“The Toastmasters meeting is cancelled due to low expected attendance.”


By the way, how few people are too few for a Toastmasters meeting to make sense?

Let’s assume you want to get better at public speaking – and you have 90 minutes booked for getting better at it. How many people do you need to be able to work on it?

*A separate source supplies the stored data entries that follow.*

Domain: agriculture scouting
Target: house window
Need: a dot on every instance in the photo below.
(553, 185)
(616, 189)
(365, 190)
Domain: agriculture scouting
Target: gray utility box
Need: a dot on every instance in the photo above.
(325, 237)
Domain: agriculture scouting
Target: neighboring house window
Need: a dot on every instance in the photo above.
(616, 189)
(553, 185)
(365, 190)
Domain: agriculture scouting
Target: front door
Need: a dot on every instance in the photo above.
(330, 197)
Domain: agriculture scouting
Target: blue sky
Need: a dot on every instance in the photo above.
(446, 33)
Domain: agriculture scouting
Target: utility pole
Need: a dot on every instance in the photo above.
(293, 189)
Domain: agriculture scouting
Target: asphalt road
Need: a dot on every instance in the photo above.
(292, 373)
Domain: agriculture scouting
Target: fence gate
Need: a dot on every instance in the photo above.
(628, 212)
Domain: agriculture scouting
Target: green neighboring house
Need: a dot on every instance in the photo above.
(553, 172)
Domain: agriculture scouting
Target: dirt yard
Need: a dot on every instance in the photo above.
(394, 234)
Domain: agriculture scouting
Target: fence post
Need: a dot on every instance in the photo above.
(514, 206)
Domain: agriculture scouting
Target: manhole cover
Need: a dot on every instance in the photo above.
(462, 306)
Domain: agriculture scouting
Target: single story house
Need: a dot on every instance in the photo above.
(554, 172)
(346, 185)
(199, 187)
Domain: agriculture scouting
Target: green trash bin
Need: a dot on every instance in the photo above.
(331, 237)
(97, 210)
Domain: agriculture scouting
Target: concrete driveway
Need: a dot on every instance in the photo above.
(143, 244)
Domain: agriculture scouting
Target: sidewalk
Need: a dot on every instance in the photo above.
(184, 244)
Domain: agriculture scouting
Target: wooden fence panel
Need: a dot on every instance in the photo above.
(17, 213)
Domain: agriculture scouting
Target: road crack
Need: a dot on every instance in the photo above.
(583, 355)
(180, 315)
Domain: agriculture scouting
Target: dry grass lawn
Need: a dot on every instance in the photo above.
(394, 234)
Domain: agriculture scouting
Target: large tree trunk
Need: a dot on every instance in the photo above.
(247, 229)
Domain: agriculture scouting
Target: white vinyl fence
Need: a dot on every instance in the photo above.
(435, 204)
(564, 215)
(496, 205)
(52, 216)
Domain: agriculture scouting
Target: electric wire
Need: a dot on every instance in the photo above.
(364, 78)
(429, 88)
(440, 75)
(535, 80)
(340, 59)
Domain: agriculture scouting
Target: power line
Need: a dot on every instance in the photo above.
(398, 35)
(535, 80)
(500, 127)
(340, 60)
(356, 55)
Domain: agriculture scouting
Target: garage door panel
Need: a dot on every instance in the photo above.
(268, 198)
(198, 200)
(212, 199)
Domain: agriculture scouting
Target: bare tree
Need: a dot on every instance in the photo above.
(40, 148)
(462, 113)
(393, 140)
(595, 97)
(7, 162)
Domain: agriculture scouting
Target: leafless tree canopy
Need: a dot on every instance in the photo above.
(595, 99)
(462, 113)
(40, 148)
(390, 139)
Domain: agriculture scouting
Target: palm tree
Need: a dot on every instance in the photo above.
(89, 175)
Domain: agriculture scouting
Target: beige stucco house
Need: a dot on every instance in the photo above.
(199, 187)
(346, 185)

Let’s agree 6 people is already enough for a (small and cozy) Toastmasters meeting. But what if you expect less? Here’s what you can do:

5 people

“Meeting Light”

  • 1 person is the Toastmaster of the (small) meeting.
  • 1 person gives a prepared speech (can practice “speaking off the cuff”).
  • 1 person gives him an evaluation.
  • 1 leads a Table Topic session (everyone else participates).
  • 1 person is the timer.

4 people

“Double Table Topic Session”

  • 1 Table Topics Master.
  • 3 Table Topics Speakers.
  • Everyone takes 2 rounds (or 3).
  • In the end, voting for “Best Table Topic”.

3 people

“Prepare Speech in 10 minutes”

  • 1 person picks a theme.
  • Starts the timer.
  • All three start preparing a speech.
  • Once time is up: The first one gives a speech, others take notes.
  • Once the speech finishes, the other two give feedback.
  • The second one gives a speech – and so on.
  • If there’s enough time, all three can give the 2nd version of their speech in the end.

2 people

“Table Topic Ping-Pong”

  • 1 person gives the Table Topic question.
  • The other answers it with a Table Topic.
  • Switch.
  • Repeat 5 times

1 person


  • Set-up a camer
  • Give a speech (prepared or unprepared)
  • Watch the speech
  • Work on improving it
  • Give the speech again
  • Compare differences

0 people

Okay, here you can cancel the meeting, if you must. But what would have to happen so that you have zero people who can attend your meeting at its regular scheduled meeting time?

This post summarized in 9 words:

Where there is a will, there is a way.